Lembraria, Sr. Presidente, que o pensador austríaco Friedrich Hayek, no seu livro A Constituição da Liberdade, concebeu, no século passado, dois paradigmas para classificar as constituições contemporâneas: as que estabelecem “normas de conduta” e as que fixam “normas de organização”.

Compartem, de modo geral, ao que os juristas chamam de ‘constituições sintéticas” e “constituições regulamentares”, ou constituições analíticas.

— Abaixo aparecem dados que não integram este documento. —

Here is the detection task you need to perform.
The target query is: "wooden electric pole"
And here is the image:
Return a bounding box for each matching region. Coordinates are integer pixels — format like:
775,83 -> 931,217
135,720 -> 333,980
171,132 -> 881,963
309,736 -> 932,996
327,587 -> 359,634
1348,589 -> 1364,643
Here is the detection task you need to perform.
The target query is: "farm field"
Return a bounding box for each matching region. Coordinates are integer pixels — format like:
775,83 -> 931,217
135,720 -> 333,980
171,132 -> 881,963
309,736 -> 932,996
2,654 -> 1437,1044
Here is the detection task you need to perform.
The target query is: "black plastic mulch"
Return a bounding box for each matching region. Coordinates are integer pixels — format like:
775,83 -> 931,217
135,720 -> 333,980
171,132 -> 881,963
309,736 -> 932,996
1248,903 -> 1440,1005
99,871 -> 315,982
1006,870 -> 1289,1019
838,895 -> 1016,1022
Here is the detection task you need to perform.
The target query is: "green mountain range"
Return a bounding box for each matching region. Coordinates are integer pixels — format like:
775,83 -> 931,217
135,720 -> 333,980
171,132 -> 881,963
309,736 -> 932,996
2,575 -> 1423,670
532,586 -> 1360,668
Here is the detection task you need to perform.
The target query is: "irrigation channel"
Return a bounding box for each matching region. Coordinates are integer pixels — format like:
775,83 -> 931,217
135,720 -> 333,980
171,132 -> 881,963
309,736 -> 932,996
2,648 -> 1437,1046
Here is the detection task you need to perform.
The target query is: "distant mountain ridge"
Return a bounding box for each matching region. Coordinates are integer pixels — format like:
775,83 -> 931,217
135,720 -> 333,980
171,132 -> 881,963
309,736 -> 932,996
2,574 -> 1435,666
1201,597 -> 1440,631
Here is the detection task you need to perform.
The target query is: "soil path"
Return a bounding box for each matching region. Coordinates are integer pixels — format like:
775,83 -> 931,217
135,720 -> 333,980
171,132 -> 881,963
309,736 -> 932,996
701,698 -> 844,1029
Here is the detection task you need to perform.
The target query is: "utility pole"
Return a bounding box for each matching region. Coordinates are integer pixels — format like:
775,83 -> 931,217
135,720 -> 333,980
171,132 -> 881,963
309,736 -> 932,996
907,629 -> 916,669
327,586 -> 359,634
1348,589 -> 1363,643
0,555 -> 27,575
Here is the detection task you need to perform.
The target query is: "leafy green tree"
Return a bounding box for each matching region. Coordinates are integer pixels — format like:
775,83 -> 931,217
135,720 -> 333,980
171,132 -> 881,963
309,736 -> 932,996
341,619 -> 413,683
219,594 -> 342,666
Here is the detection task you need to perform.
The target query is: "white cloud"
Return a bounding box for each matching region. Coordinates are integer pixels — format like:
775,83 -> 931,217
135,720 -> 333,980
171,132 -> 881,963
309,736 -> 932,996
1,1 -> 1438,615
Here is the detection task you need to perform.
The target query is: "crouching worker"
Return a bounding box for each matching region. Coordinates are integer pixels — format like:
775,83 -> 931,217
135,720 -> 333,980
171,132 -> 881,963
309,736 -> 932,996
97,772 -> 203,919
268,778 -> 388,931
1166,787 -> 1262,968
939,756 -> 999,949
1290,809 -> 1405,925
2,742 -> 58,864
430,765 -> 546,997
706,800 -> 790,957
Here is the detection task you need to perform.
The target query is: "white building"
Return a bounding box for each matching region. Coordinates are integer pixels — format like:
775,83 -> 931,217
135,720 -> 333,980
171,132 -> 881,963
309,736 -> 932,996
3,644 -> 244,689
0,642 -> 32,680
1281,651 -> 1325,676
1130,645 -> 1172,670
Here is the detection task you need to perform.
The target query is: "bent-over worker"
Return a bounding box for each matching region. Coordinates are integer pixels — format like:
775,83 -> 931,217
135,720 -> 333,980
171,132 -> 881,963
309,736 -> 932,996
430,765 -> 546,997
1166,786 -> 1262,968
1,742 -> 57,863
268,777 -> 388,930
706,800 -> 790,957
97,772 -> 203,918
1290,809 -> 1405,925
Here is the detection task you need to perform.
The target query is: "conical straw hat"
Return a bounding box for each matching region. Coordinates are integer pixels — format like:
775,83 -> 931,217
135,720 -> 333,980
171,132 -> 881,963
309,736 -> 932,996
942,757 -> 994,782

Entre as primeiras está a Carta Imperial de março de 1824, outorgada pelo Imperador Pedro I. Essa Constituição foi produto de prévio projeto, do qual fez parte, como seu principal membro, o Marquês de Caravelas, grande jurista, que permitiu com que todo o período imperial tivéssemos uma só Carta. Não fora a Proclamação da República em 1889, a Constituição de 25 de março de 1824 teria continuado em vigor.

Depois da Carta Imperial de 1824, que era sintética, de poucos dispositivos, tivemos a primeira Constituição Republicana, de 24 de fevereiro de 1891, também brotada de projeto preliminar. Para esse fim, o Presidente provisório, Deodoro da Fonseca, constituiu uma comissão de cinco membros, a chamada Comissão de Petrópolis, que se reunia na cidade serrana fluminense, no mês de dezembro, época de muito calor no Rio de Janeiro. Petrópolis permitia ao grupo desfrutar de clima mais agradável e concluir seu trabalho.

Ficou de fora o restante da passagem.